3. When your team says “we’re being practical,” what specifically are they protecting themselves from having to change?
4. Can you name what your failures are telling you about the conditions generating them, or have you built a system that doesn’t require you to know?
An organization running a genuine “good enough” strategy will feel the absence of an answer to that fourth question more than any of the others.
The compounding alternative
This is not an argument about individual capability. It is an argument about what the system asks of the people inside it. The same person performs differently depending on what the structure around them is designed to reward and designed to ignore.
In 2005, Salesforce was growing and losing customers. Not dramatically, but at a rate quietly undermining the economics of a subscription business still proving out its model. The leadership team asked a question most software companies weren’t asking: what happens after a customer commits, and who in the organization owns what they actually experience? The answer was to create the customer success function: a named, staffed, measured capability dedicated to ensuring customers achieved the outcomes they purchased. The measure of success shifted from transactions completed to results delivered.
That structural decision compounded over years. Retention rates climbed well above industry averages. Existing customers expanded faster than others churned. The organization’s relationship with its customers changed because the structure changed, not because the people improved, but because what the system asked of them did. By 2010, the model had become a design standard the rest of the industry was trying to replicate.
Salesforce did not hire better people than its competitors. It built a different structure, anchored to a different definition of success, and had the discipline to ask what the organizations that weren’t coming back were trying to tell them.
The question is not whether your team is working hard. The question is whether the system they’re working inside is designed to learn from what isn’t working, or only from what is.

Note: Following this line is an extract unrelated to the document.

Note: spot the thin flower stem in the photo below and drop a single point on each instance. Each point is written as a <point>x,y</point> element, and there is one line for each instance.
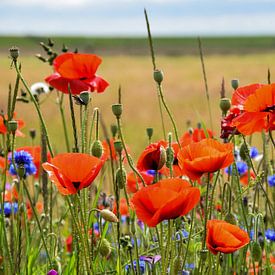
<point>38,222</point>
<point>36,107</point>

“Good enough” isn’t the floor of acceptable performance. It’s a ceiling. The organizations that sustain change, develop talent and build real capability at scale are not the ones that ran more volume. They are the ones that treated their loss rate as a diagnostic signal rather than a fixed cost, built the structural capability to address what that signal said and redesigned the conditions generating losses rather than covering them.
Notes
[1] Madhavan Ramanujam and Georg Tacke. “Your New Hit Product Might Be Underpriced.” Harvard Business Review, May 2016. Between 65% and 75% of new products or services miss revenue or profit goals.
[2] Kupor, D., Tormala, Z. L., and Norton, M. I. “How Common Is New Product Failure and When Does It Vary?” Marketing Letters, 2021. Analysis of 83,719 SKUs across 31 U.S. consumer packaged goods categories.
[3] McKinsey Global Survey on organizational transformations. 1,546 executives surveyed; 38% reported transformations completely or mostly successful in delivering ROI; 80% described same investments as successful. McKinsey & Company, 2008.
[4] Standish Group. CHAOS Report series, 1994-present. Project success, challenge, and failure rates tracked annually across thousands of software and technology projects.
[5] Gartner. “Gartner Survey Reveals That Only 48% of Digital Initiatives Meet or Exceed Their Business Outcome Targets.” Press release, October 22, 2024. Survey of more than 3,100 CIOs and technology executives and more than 1,100 executive leaders outside IT.
[6] RAND Corporation. AI project failure rate research, 2024. Consistent with Gartner data showing fewer than half of AI projects advance from prototype to production.


"'Good enough' isn’t the floor of acceptable performance. It’s a ceiling." -- I believe many teams and organizations confuse the concept of perfection as the enemy of progress with this notion of "good enough." "Good enough" shouldn't mean "this is where we stop." It should mean this is where we stop FOR NOW. Pause, assess, shift where needed, move forward again. And again and again. Iterative achievement leads to cumulative gains and improvement.